California Woman at Center of Frozen Embryos Legal Battle Speaks Out
"I'm still very, very devoted and dedicated to seeing these embryos to life."
— -- The woman at the center of a legal battle with her former husband in California over their frozen embryos spoke exclusively with ABC News as a judge prepares to issue a verdict in the case.
Mimi Lee met ex-husband Stephen Findley while they were students at Harvard, she said. They decided to freeze her embryos after she was diagnosed with breast cancer days before their wedding.
"We realized the risks," she said. "I would be injecting myself with the very hormone that my tumor feeds on. And even with all of those risks, we knew that this was -- since it was our last, best chance, we would go ahead and do that."
The couple, who married in 2010, signed a consent form with the fertility clinic that says the five frozen embryos would be destroyed if they were to divorce.
According to the “Declaration of Mimi Lee” included in the court documents, they “checked off boxes indicating that the UCSF [University of California, San Francisco] was to ‘thaw and discard’ any viable embryos for almost all of the scenarios presented, with the exception of Steve’s death, in which case the embryos would be transferred to me. I did not believe that either Steve or I were bound to the indications made on the Consent Form.”
Findley filed for divorce in 2013 and wants the court in San Francisco, where closing arguments ended Tuesday, to enforce the consent form and order the embryos destroyed. The couple's divorce was finalized in April of this year.
"It's still an agreement," Findley's attorney, Thomas Kenney, said in closing arguments, speaking of the consent form. "The word 'agreement' appears in the document 27 times."
Findley, a financial analyst, also testified his concern that Lee would "manipulate the situation" to extract money for other purposes.
Lee, 46, has denied that claim, saying she made it clear to Findley that she doesn't expect him to be part of her children's lives, financially or otherwise.
In the opening statements, Stephen Findley’s attorney, Joseph Crawford, said, “If a child is genetically his, he will participate in the child’s life...But he fears 18 years of interaction with Dr. Lee.”
According to Crawford, “The two had an “extremely difficult divorce” marked by conflict over financial issues.”
Lee, a doctor and Julliard-trained pianist, argued that signing the consent form does not prevent her from changing her mind.
"I have biological children ready to come to life," she said, adding that her age and medication she takes to treat her breast cancer make it medically impossible for her to have children.
Lee told "GMA" that being in the courtroom with her former husband was the "hardest thing I've ever done."
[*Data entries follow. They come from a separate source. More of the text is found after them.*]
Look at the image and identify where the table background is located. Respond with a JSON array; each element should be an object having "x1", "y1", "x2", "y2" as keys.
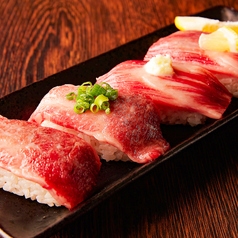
[{"x1": 0, "y1": 0, "x2": 238, "y2": 238}]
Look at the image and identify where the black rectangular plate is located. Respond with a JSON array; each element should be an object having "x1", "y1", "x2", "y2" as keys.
[{"x1": 0, "y1": 6, "x2": 238, "y2": 238}]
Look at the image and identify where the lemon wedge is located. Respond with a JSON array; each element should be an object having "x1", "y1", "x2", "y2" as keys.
[
  {"x1": 174, "y1": 16, "x2": 238, "y2": 33},
  {"x1": 199, "y1": 26, "x2": 238, "y2": 52}
]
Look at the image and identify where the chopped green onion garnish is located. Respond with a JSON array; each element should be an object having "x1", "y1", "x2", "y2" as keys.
[{"x1": 66, "y1": 82, "x2": 118, "y2": 114}]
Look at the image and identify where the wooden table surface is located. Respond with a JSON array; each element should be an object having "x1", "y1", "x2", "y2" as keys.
[{"x1": 0, "y1": 0, "x2": 238, "y2": 238}]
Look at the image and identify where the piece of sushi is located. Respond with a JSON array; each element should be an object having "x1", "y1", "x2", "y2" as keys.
[
  {"x1": 0, "y1": 116, "x2": 101, "y2": 209},
  {"x1": 144, "y1": 31, "x2": 238, "y2": 97},
  {"x1": 97, "y1": 60, "x2": 231, "y2": 126},
  {"x1": 29, "y1": 85, "x2": 169, "y2": 163}
]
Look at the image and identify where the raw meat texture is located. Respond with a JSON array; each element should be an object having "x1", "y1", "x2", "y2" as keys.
[
  {"x1": 97, "y1": 60, "x2": 231, "y2": 124},
  {"x1": 144, "y1": 31, "x2": 238, "y2": 97},
  {"x1": 0, "y1": 117, "x2": 101, "y2": 209},
  {"x1": 29, "y1": 85, "x2": 169, "y2": 163}
]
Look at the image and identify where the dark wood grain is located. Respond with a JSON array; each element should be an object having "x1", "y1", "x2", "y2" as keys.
[{"x1": 0, "y1": 0, "x2": 238, "y2": 238}]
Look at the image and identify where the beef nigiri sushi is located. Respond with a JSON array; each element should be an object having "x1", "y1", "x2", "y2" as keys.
[
  {"x1": 0, "y1": 116, "x2": 101, "y2": 209},
  {"x1": 29, "y1": 85, "x2": 169, "y2": 163},
  {"x1": 97, "y1": 56, "x2": 231, "y2": 126},
  {"x1": 144, "y1": 31, "x2": 238, "y2": 97}
]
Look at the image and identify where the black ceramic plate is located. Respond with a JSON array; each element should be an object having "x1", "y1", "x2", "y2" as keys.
[{"x1": 0, "y1": 6, "x2": 238, "y2": 238}]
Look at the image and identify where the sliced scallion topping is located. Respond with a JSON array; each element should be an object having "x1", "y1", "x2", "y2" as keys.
[{"x1": 66, "y1": 82, "x2": 118, "y2": 114}]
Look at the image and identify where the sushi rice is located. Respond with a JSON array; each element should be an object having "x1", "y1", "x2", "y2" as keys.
[{"x1": 0, "y1": 168, "x2": 61, "y2": 207}]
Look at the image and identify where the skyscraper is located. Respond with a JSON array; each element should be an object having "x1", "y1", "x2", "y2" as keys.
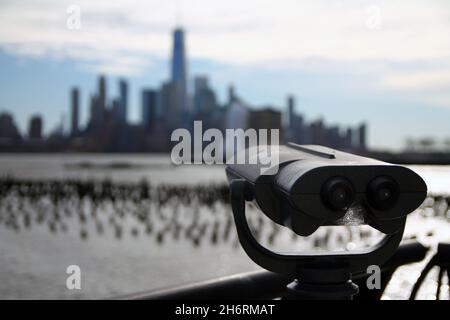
[
  {"x1": 28, "y1": 116, "x2": 42, "y2": 140},
  {"x1": 98, "y1": 76, "x2": 106, "y2": 109},
  {"x1": 116, "y1": 79, "x2": 128, "y2": 124},
  {"x1": 142, "y1": 89, "x2": 157, "y2": 131},
  {"x1": 171, "y1": 28, "x2": 189, "y2": 121},
  {"x1": 70, "y1": 88, "x2": 80, "y2": 136}
]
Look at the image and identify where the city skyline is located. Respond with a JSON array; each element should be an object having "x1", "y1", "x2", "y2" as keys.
[
  {"x1": 0, "y1": 1, "x2": 450, "y2": 150},
  {"x1": 0, "y1": 27, "x2": 367, "y2": 152}
]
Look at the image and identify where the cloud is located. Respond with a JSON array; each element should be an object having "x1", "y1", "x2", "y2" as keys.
[{"x1": 0, "y1": 0, "x2": 450, "y2": 104}]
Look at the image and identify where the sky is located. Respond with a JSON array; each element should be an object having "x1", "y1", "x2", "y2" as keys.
[{"x1": 0, "y1": 0, "x2": 450, "y2": 150}]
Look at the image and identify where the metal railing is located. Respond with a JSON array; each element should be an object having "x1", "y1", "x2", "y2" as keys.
[{"x1": 115, "y1": 241, "x2": 428, "y2": 300}]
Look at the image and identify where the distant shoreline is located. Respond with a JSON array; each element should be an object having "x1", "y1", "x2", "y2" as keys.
[{"x1": 0, "y1": 151, "x2": 450, "y2": 165}]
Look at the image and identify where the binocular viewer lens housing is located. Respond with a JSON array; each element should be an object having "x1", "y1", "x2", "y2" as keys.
[
  {"x1": 321, "y1": 177, "x2": 355, "y2": 211},
  {"x1": 321, "y1": 176, "x2": 399, "y2": 211},
  {"x1": 227, "y1": 144, "x2": 427, "y2": 236}
]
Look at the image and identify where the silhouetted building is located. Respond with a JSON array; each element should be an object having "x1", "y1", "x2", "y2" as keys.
[
  {"x1": 28, "y1": 116, "x2": 43, "y2": 140},
  {"x1": 98, "y1": 76, "x2": 106, "y2": 110},
  {"x1": 171, "y1": 28, "x2": 189, "y2": 120},
  {"x1": 248, "y1": 108, "x2": 283, "y2": 143},
  {"x1": 115, "y1": 79, "x2": 128, "y2": 124},
  {"x1": 358, "y1": 123, "x2": 367, "y2": 150},
  {"x1": 142, "y1": 89, "x2": 158, "y2": 131},
  {"x1": 70, "y1": 88, "x2": 80, "y2": 136},
  {"x1": 0, "y1": 112, "x2": 21, "y2": 144},
  {"x1": 159, "y1": 82, "x2": 183, "y2": 131},
  {"x1": 194, "y1": 77, "x2": 217, "y2": 128}
]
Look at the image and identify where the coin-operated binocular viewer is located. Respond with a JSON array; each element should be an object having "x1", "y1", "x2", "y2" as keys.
[{"x1": 226, "y1": 143, "x2": 427, "y2": 299}]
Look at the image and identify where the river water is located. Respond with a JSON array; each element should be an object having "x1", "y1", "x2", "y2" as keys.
[{"x1": 0, "y1": 154, "x2": 450, "y2": 299}]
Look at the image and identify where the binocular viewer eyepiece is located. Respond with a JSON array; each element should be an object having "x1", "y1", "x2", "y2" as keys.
[{"x1": 226, "y1": 143, "x2": 427, "y2": 236}]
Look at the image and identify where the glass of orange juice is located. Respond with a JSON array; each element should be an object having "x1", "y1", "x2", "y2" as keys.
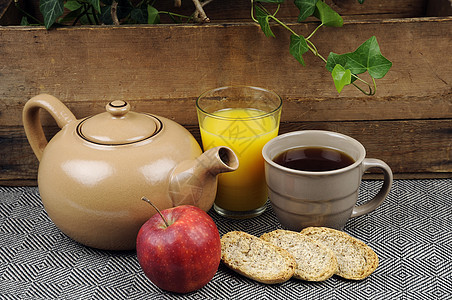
[{"x1": 196, "y1": 86, "x2": 282, "y2": 218}]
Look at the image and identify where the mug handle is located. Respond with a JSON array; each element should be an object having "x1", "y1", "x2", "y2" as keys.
[{"x1": 351, "y1": 158, "x2": 393, "y2": 218}]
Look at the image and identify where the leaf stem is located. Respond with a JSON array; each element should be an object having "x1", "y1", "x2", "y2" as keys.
[
  {"x1": 306, "y1": 40, "x2": 327, "y2": 63},
  {"x1": 305, "y1": 23, "x2": 323, "y2": 40},
  {"x1": 268, "y1": 15, "x2": 300, "y2": 36}
]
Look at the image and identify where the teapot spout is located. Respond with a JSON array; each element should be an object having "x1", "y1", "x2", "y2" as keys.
[{"x1": 169, "y1": 146, "x2": 239, "y2": 211}]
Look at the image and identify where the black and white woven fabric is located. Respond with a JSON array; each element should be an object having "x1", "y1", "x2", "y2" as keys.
[{"x1": 0, "y1": 179, "x2": 452, "y2": 299}]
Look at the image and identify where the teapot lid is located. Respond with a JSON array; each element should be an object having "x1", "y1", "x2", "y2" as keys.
[{"x1": 77, "y1": 100, "x2": 162, "y2": 145}]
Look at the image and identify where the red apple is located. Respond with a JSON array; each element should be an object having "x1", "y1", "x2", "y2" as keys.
[{"x1": 136, "y1": 198, "x2": 221, "y2": 293}]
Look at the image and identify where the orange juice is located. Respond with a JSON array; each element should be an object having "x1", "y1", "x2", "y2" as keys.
[{"x1": 200, "y1": 108, "x2": 279, "y2": 211}]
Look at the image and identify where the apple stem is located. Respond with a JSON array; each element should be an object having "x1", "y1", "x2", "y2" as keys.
[{"x1": 141, "y1": 197, "x2": 169, "y2": 228}]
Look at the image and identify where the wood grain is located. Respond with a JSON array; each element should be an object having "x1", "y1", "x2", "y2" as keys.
[{"x1": 0, "y1": 18, "x2": 452, "y2": 184}]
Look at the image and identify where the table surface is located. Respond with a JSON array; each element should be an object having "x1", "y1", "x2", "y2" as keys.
[{"x1": 0, "y1": 179, "x2": 452, "y2": 299}]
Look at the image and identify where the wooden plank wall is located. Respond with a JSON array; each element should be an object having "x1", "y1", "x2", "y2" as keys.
[{"x1": 0, "y1": 2, "x2": 452, "y2": 185}]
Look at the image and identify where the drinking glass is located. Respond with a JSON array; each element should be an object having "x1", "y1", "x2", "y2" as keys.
[{"x1": 196, "y1": 86, "x2": 282, "y2": 218}]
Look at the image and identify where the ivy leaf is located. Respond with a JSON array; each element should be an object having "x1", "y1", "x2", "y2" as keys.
[
  {"x1": 331, "y1": 64, "x2": 352, "y2": 93},
  {"x1": 148, "y1": 5, "x2": 160, "y2": 24},
  {"x1": 326, "y1": 36, "x2": 392, "y2": 82},
  {"x1": 254, "y1": 6, "x2": 275, "y2": 37},
  {"x1": 289, "y1": 34, "x2": 309, "y2": 66},
  {"x1": 314, "y1": 1, "x2": 344, "y2": 27},
  {"x1": 39, "y1": 0, "x2": 64, "y2": 29},
  {"x1": 64, "y1": 0, "x2": 82, "y2": 11},
  {"x1": 86, "y1": 0, "x2": 100, "y2": 12},
  {"x1": 294, "y1": 0, "x2": 319, "y2": 22},
  {"x1": 130, "y1": 7, "x2": 147, "y2": 24}
]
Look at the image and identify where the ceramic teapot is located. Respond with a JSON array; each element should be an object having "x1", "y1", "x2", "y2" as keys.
[{"x1": 23, "y1": 94, "x2": 238, "y2": 250}]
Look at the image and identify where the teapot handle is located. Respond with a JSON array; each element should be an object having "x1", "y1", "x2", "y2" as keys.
[{"x1": 22, "y1": 94, "x2": 76, "y2": 161}]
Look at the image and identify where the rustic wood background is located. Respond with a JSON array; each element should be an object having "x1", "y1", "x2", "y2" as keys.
[{"x1": 0, "y1": 0, "x2": 452, "y2": 185}]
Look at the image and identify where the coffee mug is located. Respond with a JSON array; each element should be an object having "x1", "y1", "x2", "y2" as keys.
[{"x1": 262, "y1": 130, "x2": 393, "y2": 231}]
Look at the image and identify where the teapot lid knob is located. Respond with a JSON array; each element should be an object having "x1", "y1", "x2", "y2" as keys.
[
  {"x1": 105, "y1": 100, "x2": 130, "y2": 117},
  {"x1": 77, "y1": 100, "x2": 162, "y2": 146}
]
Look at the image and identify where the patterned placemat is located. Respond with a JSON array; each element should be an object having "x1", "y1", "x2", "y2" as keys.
[{"x1": 0, "y1": 179, "x2": 452, "y2": 299}]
"I stayed focused on my babies," she said through tears. "Knowing that I'm their mom and I would do anything for them ... that really got me through."
Lee's attorney, Peter Skinner, argued state law allows patients to change their minds because the consent form isn't a legally binding contract.
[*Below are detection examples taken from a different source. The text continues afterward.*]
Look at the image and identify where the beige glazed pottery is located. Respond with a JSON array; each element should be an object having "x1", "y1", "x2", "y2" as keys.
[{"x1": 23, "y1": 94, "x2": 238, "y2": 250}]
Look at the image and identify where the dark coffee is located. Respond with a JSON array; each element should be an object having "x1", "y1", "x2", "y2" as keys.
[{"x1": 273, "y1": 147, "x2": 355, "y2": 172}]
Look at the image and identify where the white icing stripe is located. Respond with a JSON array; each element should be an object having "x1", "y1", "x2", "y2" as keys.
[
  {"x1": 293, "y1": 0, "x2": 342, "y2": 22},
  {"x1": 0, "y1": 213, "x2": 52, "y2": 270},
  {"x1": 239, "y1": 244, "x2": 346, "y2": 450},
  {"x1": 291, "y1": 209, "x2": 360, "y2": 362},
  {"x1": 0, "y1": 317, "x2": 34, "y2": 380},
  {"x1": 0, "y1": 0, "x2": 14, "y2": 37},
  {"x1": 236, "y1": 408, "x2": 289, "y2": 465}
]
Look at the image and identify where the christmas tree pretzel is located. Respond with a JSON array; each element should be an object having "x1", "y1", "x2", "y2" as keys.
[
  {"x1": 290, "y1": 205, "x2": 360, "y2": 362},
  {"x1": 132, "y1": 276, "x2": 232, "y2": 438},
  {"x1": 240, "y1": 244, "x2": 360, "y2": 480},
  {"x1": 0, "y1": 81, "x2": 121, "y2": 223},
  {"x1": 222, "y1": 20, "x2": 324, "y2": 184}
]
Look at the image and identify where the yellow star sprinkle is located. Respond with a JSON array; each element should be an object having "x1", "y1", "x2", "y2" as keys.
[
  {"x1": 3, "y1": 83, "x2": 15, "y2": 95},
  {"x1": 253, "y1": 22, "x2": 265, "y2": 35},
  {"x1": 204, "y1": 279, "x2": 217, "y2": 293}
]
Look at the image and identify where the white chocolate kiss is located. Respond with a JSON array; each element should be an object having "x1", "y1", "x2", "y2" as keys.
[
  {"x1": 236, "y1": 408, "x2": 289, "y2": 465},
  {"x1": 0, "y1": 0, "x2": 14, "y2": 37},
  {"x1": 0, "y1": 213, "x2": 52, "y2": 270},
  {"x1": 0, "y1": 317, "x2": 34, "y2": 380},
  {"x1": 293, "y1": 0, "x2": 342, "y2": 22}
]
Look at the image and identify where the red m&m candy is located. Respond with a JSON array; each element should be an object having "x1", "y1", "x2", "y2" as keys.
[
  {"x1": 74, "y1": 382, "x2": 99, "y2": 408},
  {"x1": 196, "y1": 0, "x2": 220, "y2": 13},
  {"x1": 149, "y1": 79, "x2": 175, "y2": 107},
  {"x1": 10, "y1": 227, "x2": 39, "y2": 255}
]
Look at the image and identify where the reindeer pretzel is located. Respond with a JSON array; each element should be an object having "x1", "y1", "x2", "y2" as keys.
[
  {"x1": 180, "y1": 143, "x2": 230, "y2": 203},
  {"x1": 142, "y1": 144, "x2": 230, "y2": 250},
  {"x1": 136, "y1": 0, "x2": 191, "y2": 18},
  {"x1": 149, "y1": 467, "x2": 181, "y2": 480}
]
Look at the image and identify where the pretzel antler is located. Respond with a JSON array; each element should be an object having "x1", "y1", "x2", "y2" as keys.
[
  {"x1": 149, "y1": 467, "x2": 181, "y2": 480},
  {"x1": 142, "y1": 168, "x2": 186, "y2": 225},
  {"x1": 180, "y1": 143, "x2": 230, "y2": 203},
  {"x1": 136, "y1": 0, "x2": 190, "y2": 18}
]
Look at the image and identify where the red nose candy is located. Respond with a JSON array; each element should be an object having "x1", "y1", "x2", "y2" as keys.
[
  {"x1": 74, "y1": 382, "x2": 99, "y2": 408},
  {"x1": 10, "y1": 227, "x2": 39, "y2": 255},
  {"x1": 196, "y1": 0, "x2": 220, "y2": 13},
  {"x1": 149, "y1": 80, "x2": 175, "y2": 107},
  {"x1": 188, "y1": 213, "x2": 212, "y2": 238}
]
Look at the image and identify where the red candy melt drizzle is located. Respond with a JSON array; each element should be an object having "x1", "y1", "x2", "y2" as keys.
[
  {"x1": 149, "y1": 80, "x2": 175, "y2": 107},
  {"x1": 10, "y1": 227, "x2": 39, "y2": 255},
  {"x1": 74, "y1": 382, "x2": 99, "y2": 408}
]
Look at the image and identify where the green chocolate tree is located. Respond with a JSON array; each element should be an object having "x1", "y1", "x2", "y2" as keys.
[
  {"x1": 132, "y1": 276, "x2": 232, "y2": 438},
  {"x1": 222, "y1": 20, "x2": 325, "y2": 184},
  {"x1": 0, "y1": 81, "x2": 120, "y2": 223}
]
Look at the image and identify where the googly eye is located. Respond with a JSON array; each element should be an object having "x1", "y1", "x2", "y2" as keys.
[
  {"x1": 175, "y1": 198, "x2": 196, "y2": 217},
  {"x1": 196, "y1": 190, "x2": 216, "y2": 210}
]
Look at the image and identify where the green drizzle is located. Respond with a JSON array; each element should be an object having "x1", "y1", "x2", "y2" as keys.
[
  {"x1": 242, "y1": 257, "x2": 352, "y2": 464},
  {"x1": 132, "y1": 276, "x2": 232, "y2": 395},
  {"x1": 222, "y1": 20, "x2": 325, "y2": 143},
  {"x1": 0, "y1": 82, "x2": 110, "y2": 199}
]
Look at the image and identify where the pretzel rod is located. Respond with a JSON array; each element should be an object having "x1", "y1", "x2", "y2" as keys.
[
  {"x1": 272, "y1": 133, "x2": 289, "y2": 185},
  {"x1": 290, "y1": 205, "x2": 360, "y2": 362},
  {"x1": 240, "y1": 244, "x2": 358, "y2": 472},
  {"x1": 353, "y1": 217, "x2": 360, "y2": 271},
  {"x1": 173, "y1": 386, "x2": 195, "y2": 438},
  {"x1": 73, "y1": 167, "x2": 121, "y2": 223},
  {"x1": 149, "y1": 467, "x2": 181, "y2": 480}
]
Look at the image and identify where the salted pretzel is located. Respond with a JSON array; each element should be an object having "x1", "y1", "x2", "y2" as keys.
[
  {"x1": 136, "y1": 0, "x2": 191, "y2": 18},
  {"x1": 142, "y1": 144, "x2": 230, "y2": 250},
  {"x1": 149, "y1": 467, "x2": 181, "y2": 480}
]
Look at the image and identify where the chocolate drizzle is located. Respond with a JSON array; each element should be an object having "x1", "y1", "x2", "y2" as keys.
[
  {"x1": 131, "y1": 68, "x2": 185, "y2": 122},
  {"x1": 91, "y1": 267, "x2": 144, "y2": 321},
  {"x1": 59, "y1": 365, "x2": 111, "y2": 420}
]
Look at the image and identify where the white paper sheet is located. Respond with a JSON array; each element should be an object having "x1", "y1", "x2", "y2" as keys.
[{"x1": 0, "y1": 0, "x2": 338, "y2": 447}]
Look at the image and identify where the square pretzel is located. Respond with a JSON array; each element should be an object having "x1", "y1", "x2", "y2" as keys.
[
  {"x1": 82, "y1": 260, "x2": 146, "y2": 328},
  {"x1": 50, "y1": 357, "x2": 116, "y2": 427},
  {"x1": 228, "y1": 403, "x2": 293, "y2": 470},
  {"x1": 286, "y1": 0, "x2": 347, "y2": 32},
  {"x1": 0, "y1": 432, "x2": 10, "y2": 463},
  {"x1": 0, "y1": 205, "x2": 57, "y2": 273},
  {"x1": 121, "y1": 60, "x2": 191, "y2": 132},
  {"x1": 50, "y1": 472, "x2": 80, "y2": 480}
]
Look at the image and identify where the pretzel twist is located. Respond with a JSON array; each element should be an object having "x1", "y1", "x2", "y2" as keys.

"At its core, it's not a contract," said Skinner, of the firm Boies, Schiller & Flexner LLP. "Nowhere in there does it say, ‘This is irrevocable.'"
Attorneys for Findley declined to comment to ABC News.
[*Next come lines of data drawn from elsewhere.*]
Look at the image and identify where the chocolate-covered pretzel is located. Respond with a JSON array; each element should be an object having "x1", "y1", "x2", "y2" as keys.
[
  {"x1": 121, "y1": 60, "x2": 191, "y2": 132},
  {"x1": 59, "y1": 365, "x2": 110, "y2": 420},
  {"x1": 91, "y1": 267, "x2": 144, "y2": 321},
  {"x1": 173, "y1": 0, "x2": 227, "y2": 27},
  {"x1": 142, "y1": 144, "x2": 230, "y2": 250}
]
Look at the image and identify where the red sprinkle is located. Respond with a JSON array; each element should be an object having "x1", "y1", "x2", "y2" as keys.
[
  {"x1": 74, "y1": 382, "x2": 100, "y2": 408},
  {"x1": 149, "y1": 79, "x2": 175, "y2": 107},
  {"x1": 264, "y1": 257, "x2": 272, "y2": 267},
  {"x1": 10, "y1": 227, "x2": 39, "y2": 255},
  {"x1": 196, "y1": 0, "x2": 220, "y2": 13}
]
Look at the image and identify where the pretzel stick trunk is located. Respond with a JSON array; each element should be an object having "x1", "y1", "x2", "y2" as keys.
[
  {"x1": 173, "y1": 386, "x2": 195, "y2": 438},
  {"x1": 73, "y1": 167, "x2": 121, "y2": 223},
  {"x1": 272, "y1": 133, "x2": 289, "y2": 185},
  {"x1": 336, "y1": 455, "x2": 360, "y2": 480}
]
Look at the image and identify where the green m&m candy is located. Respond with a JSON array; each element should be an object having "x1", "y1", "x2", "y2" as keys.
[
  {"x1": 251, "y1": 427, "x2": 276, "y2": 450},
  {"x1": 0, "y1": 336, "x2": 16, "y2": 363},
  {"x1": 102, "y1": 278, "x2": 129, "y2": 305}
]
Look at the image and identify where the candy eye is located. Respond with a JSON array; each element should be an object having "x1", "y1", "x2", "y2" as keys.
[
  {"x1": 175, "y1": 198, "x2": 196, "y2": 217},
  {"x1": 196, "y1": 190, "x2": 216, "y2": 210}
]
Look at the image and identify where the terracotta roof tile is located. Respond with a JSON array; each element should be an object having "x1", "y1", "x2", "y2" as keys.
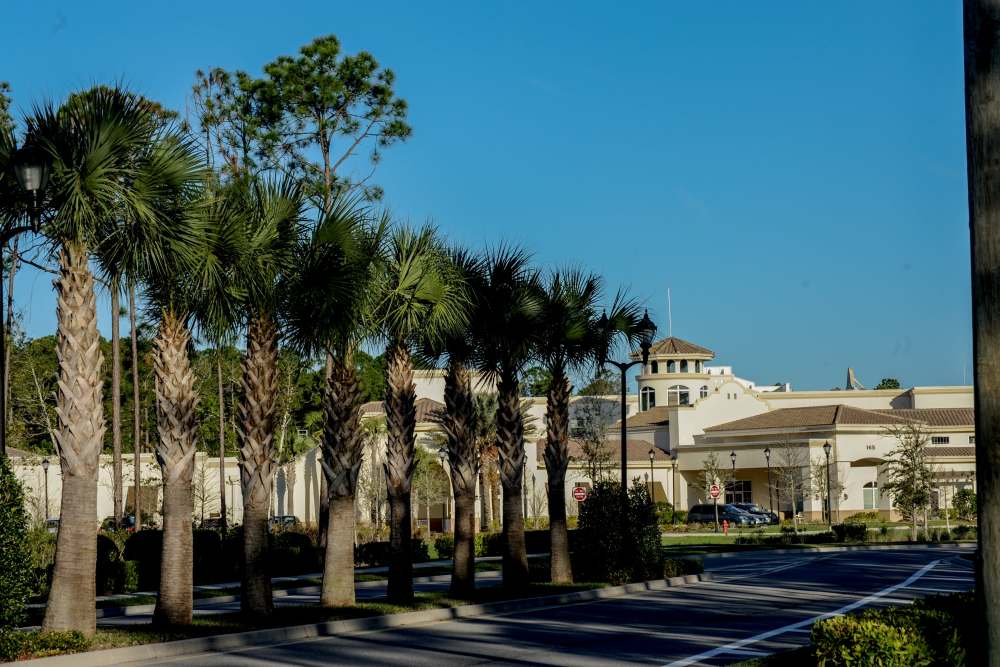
[
  {"x1": 872, "y1": 408, "x2": 976, "y2": 426},
  {"x1": 649, "y1": 336, "x2": 715, "y2": 357},
  {"x1": 615, "y1": 405, "x2": 670, "y2": 428},
  {"x1": 536, "y1": 438, "x2": 670, "y2": 465},
  {"x1": 705, "y1": 405, "x2": 912, "y2": 431}
]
The California case, which could set a new legal precedent in the state, draws comparisons to actress Sofia Vergara’s legal battle with ex-fiance Nick Loeb, who wants to use their frozen embryos despite her reservations. Loeb has filed a second lawsuit seeking custody of the frozen embryos.
In Lee’s case, her moral argument is an intriguing one, but it’s a tough argument to win, ABC News legal analyst Dan Abrams said.
"Because she signed that document, she's in a tough spot legally," he said.
California Superior Court Judge Anne-Christine Massullo is expected to issue her ruling in the next 120 days.
"I'm still very, very devoted and dedicated to seeing these embryos to life, so I will continue to fight for custody of them," Lee said. "The thought that the children that we created will never see light is something I haven't really wrapped my head around. It seems unfathomable to me."